Life Sucks When Your Expectations Are Not Met

 
a lady with flowers smiling

The difference between expectation and reality is often the source of significant discontent.

Life trains us to search for ideals: the perfect partner, job, life, outcome. Unfortunately this almost never arises and even if it did, it would be fleeting.

Thus there is a real potential for ongoing and almost contentious self inflicted suffering. Thankfully, happiness is closer than you think. By embracing mindfulness we can begin to see and address the impact of our expectations.

In this episode, I share with you a talk that I have released on Insight Timer - the #1 meditation app for sleep, anxiety, & stress.

Click play below to listen or scroll down to read the transcript:



Expectations vs. Reality

How much of your discontent is a function of a misalignment between your expectations vs. reality?

I have this feeling that a lot of us judge our life based on what it should be, what we think it should be. We compare this ideal, this ‘should’, with our reality, and our reality always comes up short.

Because how can reality live up to an ideal? And furthermore, I posit that this ideal is instilled upon us in childhood, in school.
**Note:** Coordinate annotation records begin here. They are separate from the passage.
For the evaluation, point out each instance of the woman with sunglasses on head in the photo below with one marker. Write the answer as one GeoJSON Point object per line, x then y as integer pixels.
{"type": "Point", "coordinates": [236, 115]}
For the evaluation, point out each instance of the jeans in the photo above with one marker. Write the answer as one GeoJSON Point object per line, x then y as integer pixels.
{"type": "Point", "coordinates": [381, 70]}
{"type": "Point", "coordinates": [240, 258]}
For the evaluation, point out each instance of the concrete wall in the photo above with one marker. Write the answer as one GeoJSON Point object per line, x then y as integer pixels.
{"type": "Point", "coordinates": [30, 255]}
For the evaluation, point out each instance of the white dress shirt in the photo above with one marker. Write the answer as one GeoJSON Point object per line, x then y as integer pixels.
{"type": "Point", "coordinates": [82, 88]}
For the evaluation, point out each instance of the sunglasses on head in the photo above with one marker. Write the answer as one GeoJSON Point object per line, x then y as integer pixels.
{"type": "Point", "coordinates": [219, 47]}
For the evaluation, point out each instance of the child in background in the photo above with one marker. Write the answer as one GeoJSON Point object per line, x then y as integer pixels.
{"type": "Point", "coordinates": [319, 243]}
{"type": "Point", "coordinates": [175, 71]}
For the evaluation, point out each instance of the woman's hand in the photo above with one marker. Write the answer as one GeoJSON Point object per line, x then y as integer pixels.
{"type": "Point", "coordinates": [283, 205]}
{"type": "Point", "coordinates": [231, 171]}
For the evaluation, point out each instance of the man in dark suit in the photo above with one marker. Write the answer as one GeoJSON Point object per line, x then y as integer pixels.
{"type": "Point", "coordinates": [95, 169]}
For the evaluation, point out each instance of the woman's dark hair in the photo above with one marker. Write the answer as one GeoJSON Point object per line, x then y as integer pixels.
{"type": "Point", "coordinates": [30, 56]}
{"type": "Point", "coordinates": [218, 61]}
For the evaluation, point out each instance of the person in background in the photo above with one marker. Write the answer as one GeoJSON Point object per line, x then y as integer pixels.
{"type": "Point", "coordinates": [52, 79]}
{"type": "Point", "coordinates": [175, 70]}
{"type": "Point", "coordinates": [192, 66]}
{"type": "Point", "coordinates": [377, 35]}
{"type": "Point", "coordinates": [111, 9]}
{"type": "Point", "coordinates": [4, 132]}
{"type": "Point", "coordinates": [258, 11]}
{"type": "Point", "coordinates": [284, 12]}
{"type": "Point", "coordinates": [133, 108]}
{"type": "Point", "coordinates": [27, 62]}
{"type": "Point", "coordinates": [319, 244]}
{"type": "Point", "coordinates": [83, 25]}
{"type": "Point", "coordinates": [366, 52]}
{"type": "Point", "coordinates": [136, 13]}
Take for example, the idea of a friendship. We learn through school, through television shows, through external sources of what a friendship should be and what it means to have friends and all of these sort of things.

I'm using friendships as a proxy for everything here. But like take the idea of a friendship. What does it mean to be popular, to have friends, to have people that care about you? It will be triggering a bunch of emotions and ideas and visions in your mind that are pointing towards this sort of vague idea of what it means to have a friendship.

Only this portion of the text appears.